Chief Justice John Roberts Wants To Know Exactly When Affirmative Action Can Die

In a contentious hearing, the Supreme Court shows deep divisions on whether race can remain a factor in college admissions.

WASHINGTON -- The U.S. Supreme Court split bitterly on the issue of affirmative action in public universities on Wednesday, casting doubt on whether considering race in college admissions will remain legal much longer.

In a hearing that extended well beyond the initial one-hour limit, the justices once again were divided on whether the admissions plan the University of Texas at Austin uses when admitting students -- which the court already vetted in 2013 -- is constitutional.

The UT system follows what is known as the Top Ten Percent plan, an ostensibly "race-neutral" rubric under which roughly 75 percent of its admissions pool consists of top-ranking students at high schools across the state.

But UT weighs the remaining 25 percent of applicants "holistically" -- that is, taking into account a host of factors, of which race is only one. Abigail Fisher, the white student at the center of the case, claims that this part of the rubric violates the Constitution.

"What's wrong with this plan if need is put aside?" a skeptical Justice Sonia Sotomayor asked Bert Rein, the lawyer representing Fisher. By "need," Sotomayor meant the need for diversity, which the court in past cases has deemed acceptable as a matter of constitutional principle. She seemed to want a commitment on whether this should remain the benchmark.

Sotomayor and her liberal colleagues, Justice Ruth Bader Ginsburg and Justice Stephen Breyer, posed tough questions of Rein and seemed keen on pulling the veil back on the real endgame of the case: not just the limited consideration of race at UT, but all affirmative action use in higher education nationwide. (Justice Elena Kagan recused herself due to her involvement with the case when she was solicitor general.)

Abigail Fisher is challenging the use of race in admissions at the University of Texas at Austin, in a case the Supreme Court could use to cut back on or even eliminate affirmative action in higher education.
Abigail Fisher is challenging the use of race in admissions at the University of Texas at Austin, in a case the Supreme Court could use to cut back on or even eliminate affirmative action in higher education.

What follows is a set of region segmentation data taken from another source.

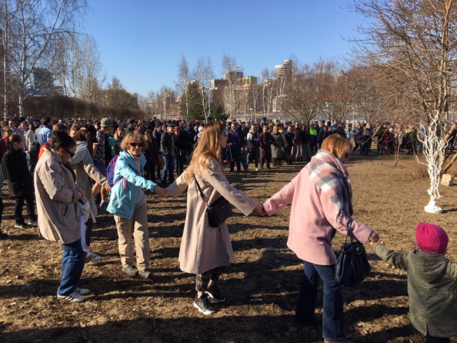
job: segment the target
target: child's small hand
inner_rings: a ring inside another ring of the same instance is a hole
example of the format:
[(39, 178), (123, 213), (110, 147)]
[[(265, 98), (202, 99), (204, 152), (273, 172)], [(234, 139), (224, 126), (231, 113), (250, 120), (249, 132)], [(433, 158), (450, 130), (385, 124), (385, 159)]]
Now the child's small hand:
[(379, 240), (379, 235), (375, 231), (372, 231), (368, 240), (370, 241), (370, 244), (374, 244)]

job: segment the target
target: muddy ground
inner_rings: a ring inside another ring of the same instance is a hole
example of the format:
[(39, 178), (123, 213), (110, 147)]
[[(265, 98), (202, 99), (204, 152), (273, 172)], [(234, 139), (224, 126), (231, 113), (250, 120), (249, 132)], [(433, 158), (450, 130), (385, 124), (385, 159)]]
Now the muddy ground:
[[(441, 225), (450, 237), (447, 256), (457, 261), (457, 187), (442, 187), (439, 204), (444, 213), (429, 214), (423, 209), (427, 180), (413, 176), (418, 173), (412, 156), (402, 156), (393, 167), (391, 156), (356, 156), (348, 166), (355, 219), (379, 232), (386, 245), (404, 252), (415, 247), (418, 222)], [(261, 202), (303, 166), (228, 173), (228, 177)], [(92, 249), (103, 259), (86, 265), (81, 286), (94, 292), (79, 304), (62, 302), (55, 295), (60, 246), (40, 239), (35, 228), (14, 229), (14, 202), (7, 197), (4, 201), (1, 229), (9, 238), (0, 241), (0, 342), (322, 342), (320, 326), (304, 327), (293, 318), (303, 266), (286, 245), (290, 207), (271, 218), (244, 217), (235, 211), (228, 227), (236, 263), (226, 269), (221, 283), (227, 300), (216, 314), (205, 317), (192, 306), (194, 276), (179, 268), (185, 194), (166, 199), (148, 195), (151, 280), (121, 272), (113, 217), (100, 216)], [(342, 242), (337, 235), (333, 248), (338, 249)], [(368, 246), (367, 250), (373, 272), (358, 287), (343, 289), (348, 337), (354, 342), (424, 342), (408, 318), (406, 274), (388, 267)], [(320, 305), (318, 312), (320, 317)]]

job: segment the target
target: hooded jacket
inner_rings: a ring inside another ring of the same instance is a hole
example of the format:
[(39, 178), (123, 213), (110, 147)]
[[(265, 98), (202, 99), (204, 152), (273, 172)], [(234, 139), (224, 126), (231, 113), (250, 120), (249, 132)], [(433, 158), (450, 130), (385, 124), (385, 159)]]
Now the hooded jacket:
[[(145, 165), (146, 157), (141, 153), (141, 168), (144, 169)], [(129, 151), (121, 151), (119, 154), (114, 166), (113, 182), (114, 185), (111, 187), (111, 195), (106, 210), (126, 219), (130, 219), (134, 215), (140, 187), (154, 191), (157, 186), (152, 181), (139, 175), (135, 161)]]
[(413, 326), (423, 335), (457, 335), (457, 264), (441, 254), (400, 254), (379, 243), (372, 249), (386, 262), (406, 270)]

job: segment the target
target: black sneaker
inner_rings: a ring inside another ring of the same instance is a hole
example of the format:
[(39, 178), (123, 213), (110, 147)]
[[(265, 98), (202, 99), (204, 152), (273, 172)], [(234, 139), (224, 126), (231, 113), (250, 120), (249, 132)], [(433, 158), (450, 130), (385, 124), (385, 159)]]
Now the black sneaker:
[(226, 301), (226, 298), (217, 286), (209, 287), (205, 291), (205, 293), (216, 302), (224, 302)]
[(196, 296), (195, 301), (194, 302), (194, 307), (196, 308), (206, 316), (212, 314), (216, 312), (214, 307), (213, 307), (208, 301), (208, 297), (206, 297), (206, 294), (204, 294), (199, 298)]
[(16, 229), (24, 229), (24, 227), (27, 227), (27, 225), (24, 222), (16, 222), (14, 224), (14, 227)]
[(131, 267), (131, 266), (123, 267), (122, 272), (124, 272), (128, 275), (130, 275), (131, 277), (134, 277), (136, 274), (138, 274), (138, 269), (134, 267)]

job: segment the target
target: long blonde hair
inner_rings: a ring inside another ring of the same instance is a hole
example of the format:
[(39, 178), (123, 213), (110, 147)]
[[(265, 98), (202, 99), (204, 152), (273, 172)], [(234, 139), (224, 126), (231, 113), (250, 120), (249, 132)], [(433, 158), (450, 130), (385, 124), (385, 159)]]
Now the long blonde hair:
[(219, 135), (224, 132), (224, 126), (216, 121), (209, 123), (200, 132), (197, 146), (192, 153), (191, 163), (188, 168), (187, 183), (189, 184), (194, 174), (208, 171), (208, 165), (216, 159), (222, 166), (221, 160), (221, 139)]

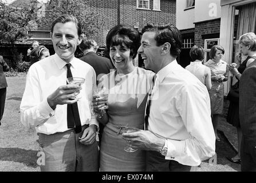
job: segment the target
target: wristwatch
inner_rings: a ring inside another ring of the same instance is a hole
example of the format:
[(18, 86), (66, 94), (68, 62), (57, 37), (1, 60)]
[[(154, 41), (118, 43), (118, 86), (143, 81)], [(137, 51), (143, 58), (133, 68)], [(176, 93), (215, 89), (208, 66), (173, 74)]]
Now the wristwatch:
[(161, 155), (166, 156), (167, 154), (167, 150), (168, 150), (168, 141), (167, 140), (166, 140), (164, 145), (159, 153)]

After Rein skirted multiple questions on whether the continued use of race as one of many criteria can remain constitutional, Breyer seemed to get impatient.

"I'm saying R-A-C-E," he said. "What are the things that, in your view, would be OK?"

Breyer appeared to want Rein to say explicitly that race is never acceptable -- a theme that Ginsburg explored when she probed why UT had a Top Ten Percent plan to begin with.

The existence of the plan is "totally dependent upon having racially segregated neighborhoods, racially segregated schools, and it operates as a disincentive for a minority student to step out of that segregated community and attempt to get an integrated education," Ginsburg said, implying that UT uses the plan because there is inequality elsewhere in Texas.

When it came time for UT's lawyer to argue the school's position, Chief Justice John Roberts seemed to want a timeline for an end to affirmative action programs altogether, alluding to a 2003 case in which the Supreme Court predicted race-conscious programs would no longer be needed in 25 years.

"Are we going to hit the deadline?" he asked. "Is this going to be done, in your view, in 12 years?"

Under that 2003 decision and an earlier 1978 ruling, public universities may consider race as one of many factors when selecting their entering classes. Under those precedents, admitting some applicants of color is permissible for the limited purpose of reaching a diverse "critical mass" of students.

The justices referenced these cases time and again. And in the end, it seemed that Justice Anthony Kennedy -- often a pivotal vote, and the author of the 2013 decision in this same case -- would hold the reins of the final outcome.

As former U.S. Solicitor General Gregory Garre, the lawyer for the university, explained how low minority enrollment led to "glaring racial isolation" for students of color, Roberts questioned whether increasing their numbers was a valid educational objective.

"What unique perspective does a minority student bring to a physics class?" he wondered, but later tweaked the question: "I'm just wondering what the benefits of diversity are in that situation."

Garre later said, "I think what experience shows -- at Texas, California and Michigan -- is that now is not the time and this is not the case to roll back student body diversity in America."

He seemed to be responding -- obliquely -- to Roberts' suggestion of a timeline. Whether one exists will be known by the end of June, when a decision is expected.